OTTIMO SITO EVANGELICO
Abbiamo la santa cena o comunione, ma questa non è la messa. La forma esteriore della messa recentemente si è
avvicinata molto a quella della santa cena, ma le differenze dottrinali sfortunatamente sono rimaste. La dottrina cattolica romana della messa, stabilita dal Concilio di Trento, afferma che essa
è un sacrificio propiziatorio che viene offerto per espiare i peccati dei viventi e dei morti in Cristo. Questo non possiamo accettarlo, perché la Bibbia insegna chiaramente che Cristo ha offerto
sé stesso: "un unico sacrificio per i peccati" (Ebrei 10:12; vedi anche Romani 6:9-10), e che non vi è bisogno di ulteriori sacrifici perché "questo egli ha fatto una volta per sempre quando ha
offerto sé stesso" (Ebrei 7:25-27; 9:22,25-28).
Quindi non possiamo rinnovare il suo sacrificio per aiutare le povere anime del purgatorio. Notate bene che la Bibbia non parla affatto di purgatorio. Inoltre, fatto molto importante, la
necessità di ripetuti sacrifici dà l'idea che il sacrificio di Cristo non sia stato sufficiente per la espiazione dei nostri peccati, ma che necessiti contribuire ad essa con numerosi altri
sacrifici complementari. Dio afferma, al contrario, che il sacrificio di Cristo non può essere ripetuto perché è sufficiente per tutti i tempi per la remissione dei nostri peccati: "E non mi
ricorderò più dei loro peccati e delle loro iniquità. Ora, dov'è remissione di queste cose, non c'è più luogo a offerta per il peccato" (Ebrei 10:17-18).
La Bibbia insegna che "Il sangue di Gesù ... ci purifica da ogni peccato" (1 Giovanni 1:7). Accanto alla teoria del
sacrificio giornaliero di Cristo, c'è la tradizione cattolica secondo la quale la sostanza del pane e del vino viene cambiata effettivamente nel corpo e nel sangue di Cristo.
Il miracolo viene chiamato transustanziazione. Questa tradizione si introdusse nella Chiesa circa il 380 d.C.. Divenne dogma di fede nel 1215 ed i cattolici cominciarono ad inginocchiarsi davanti
all'ostia nel 1226.
La Chiesa, accettando questa tradizione, cerca di sostenerla con le parole di Gesù: "Questo è il mio corpo", ma queste parole non insegnano che il pane subisce un cambiamento diventando
letteralmente carne di Cristo. Gesù, dopo aver detto "questo è il mio corpo", chiama il pane nello stesso brano per ben tre volte "pane" (1 Corinzi 11:24-28). Lo stesso pensiero troviamo riguardo
al vino, il quale viene chiamato "frutto della vigna" (Marco 14:25), quando invece avrebbe dovuto già essere stato cambiato in sangue. Così per poter interpretare letteralmente le tre volte che
viene chiamato pane, è necessario interpretare figurativamente le parole "Questo è il corpo" nello stesso modo in cui interpretiamo le parole di Cristo: "io sono la porta".

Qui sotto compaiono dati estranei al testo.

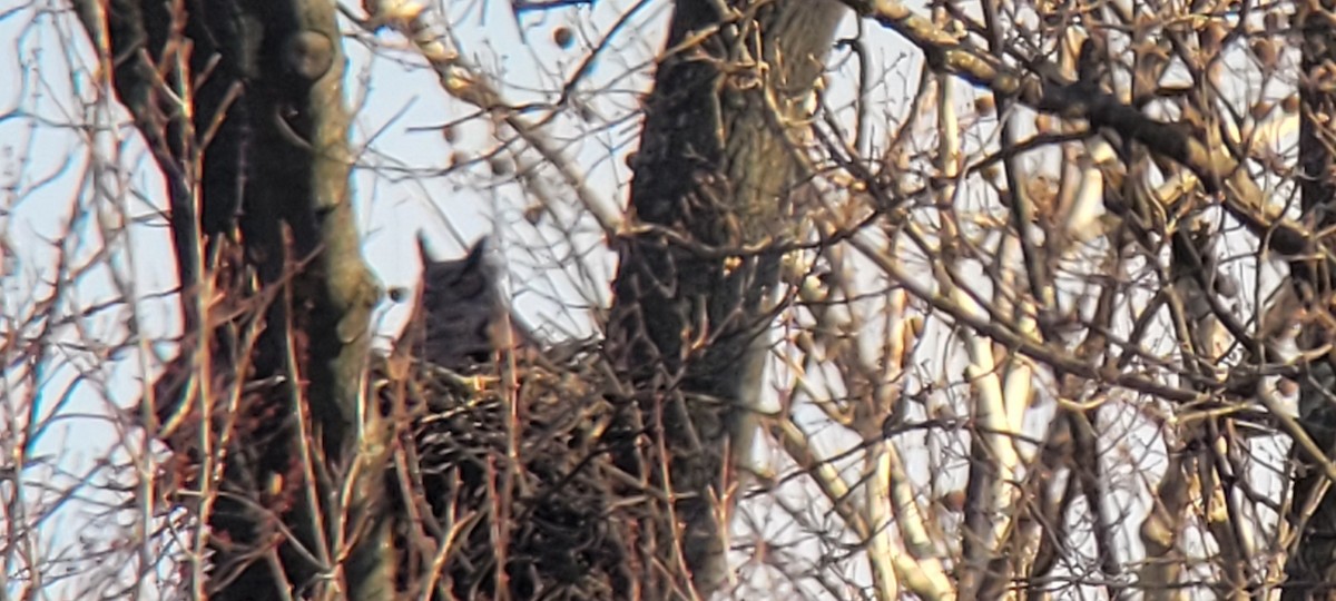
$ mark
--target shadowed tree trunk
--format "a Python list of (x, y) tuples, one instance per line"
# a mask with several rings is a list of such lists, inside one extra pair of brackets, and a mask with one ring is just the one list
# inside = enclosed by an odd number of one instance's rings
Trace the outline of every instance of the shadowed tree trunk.
[(725, 578), (727, 455), (749, 451), (762, 390), (780, 259), (766, 248), (796, 234), (803, 106), (844, 15), (826, 0), (681, 0), (647, 103), (631, 203), (661, 230), (621, 240), (608, 339), (667, 454), (639, 467), (676, 498), (664, 514), (681, 532), (653, 528), (660, 561), (684, 564), (701, 596)]
[[(1299, 3), (1293, 16), (1295, 28), (1303, 33), (1299, 134), (1299, 187), (1304, 215), (1313, 219), (1315, 231), (1325, 231), (1336, 223), (1332, 203), (1336, 202), (1336, 131), (1329, 119), (1336, 115), (1336, 93), (1329, 85), (1331, 65), (1336, 64), (1336, 31), (1332, 29), (1331, 0)], [(1309, 306), (1321, 311), (1332, 294), (1332, 272), (1321, 260), (1295, 260), (1291, 275), (1296, 294)], [(1319, 349), (1329, 342), (1327, 329), (1304, 329), (1300, 345)], [(1307, 339), (1305, 339), (1307, 338)], [(1336, 374), (1332, 362), (1336, 355), (1315, 359), (1300, 382), (1299, 417), (1304, 430), (1317, 447), (1331, 457), (1336, 445)], [(1331, 494), (1327, 473), (1307, 454), (1292, 451), (1297, 465), (1291, 524), (1299, 529), (1299, 541), (1285, 566), (1288, 582), (1283, 598), (1336, 597), (1336, 495)]]
[[(235, 421), (224, 466), (203, 462), (192, 491), (212, 552), (207, 580), (194, 574), (196, 594), (291, 598), (333, 586), (390, 598), (378, 426), (354, 438), (379, 291), (350, 204), (334, 3), (75, 5), (167, 179), (186, 333), (176, 367), (204, 377), (163, 389), (166, 413), (198, 403), (210, 417), (200, 457), (227, 441), (218, 421)], [(235, 414), (215, 398), (219, 383), (266, 379), (277, 385), (243, 395)], [(156, 431), (163, 415), (144, 419)], [(371, 451), (355, 454), (359, 443)], [(331, 557), (346, 549), (342, 562)]]

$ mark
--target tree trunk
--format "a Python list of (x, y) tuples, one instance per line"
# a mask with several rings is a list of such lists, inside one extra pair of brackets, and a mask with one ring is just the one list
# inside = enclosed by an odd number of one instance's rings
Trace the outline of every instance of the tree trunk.
[(637, 467), (676, 498), (663, 513), (681, 532), (653, 528), (661, 561), (700, 596), (725, 578), (727, 455), (751, 449), (779, 282), (767, 242), (798, 231), (804, 102), (846, 15), (827, 0), (723, 4), (676, 5), (633, 159), (632, 208), (652, 227), (620, 240), (608, 333), (651, 457), (667, 454)]
[[(167, 389), (171, 407), (146, 415), (155, 426), (198, 399), (207, 417), (191, 493), (212, 554), (196, 593), (285, 598), (330, 586), (317, 577), (333, 570), (350, 598), (390, 598), (387, 528), (375, 506), (383, 465), (374, 451), (355, 454), (374, 449), (354, 437), (379, 291), (349, 192), (334, 3), (75, 5), (103, 68), (116, 61), (115, 89), (168, 182), (187, 333), (176, 369), (202, 377)], [(258, 333), (254, 345), (248, 333)], [(281, 383), (243, 395), (244, 415), (215, 390), (266, 378)], [(235, 429), (215, 430), (224, 422)], [(375, 437), (378, 426), (362, 431)], [(215, 465), (219, 450), (226, 462)], [(349, 486), (350, 473), (358, 481)], [(339, 506), (343, 487), (353, 494)], [(345, 549), (337, 570), (331, 556)], [(267, 561), (275, 557), (281, 568)]]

Nella messa non avviene alcun cambiamento, mentre nei miracoli di Cristo ciò era evidente. Quando per esempio Cristo
cambiò l'acqua in vino, fu chiaro a tutti che non si trattava più d'acqua, ma di vino (Giovanni 2:9-10). Questo cosiddetto cambiamento è impossibile anche perché Cristo si trova corporalmente in
cielo nell'età presente.
Ciò viene spiegato da Pietro in Atti 3:21 e riaffermato in Ebrei 10:12: "Questi, dopo aver offerto un unico sacrificio per i peccati, e per sempre, si è posto a sedere alla destra di Dio". Cristo
insegnava ai suoi discepoli di fare la santa cena in ricordo di lui: "Fate questo in memoria di me" (1 Corinzi 11:24).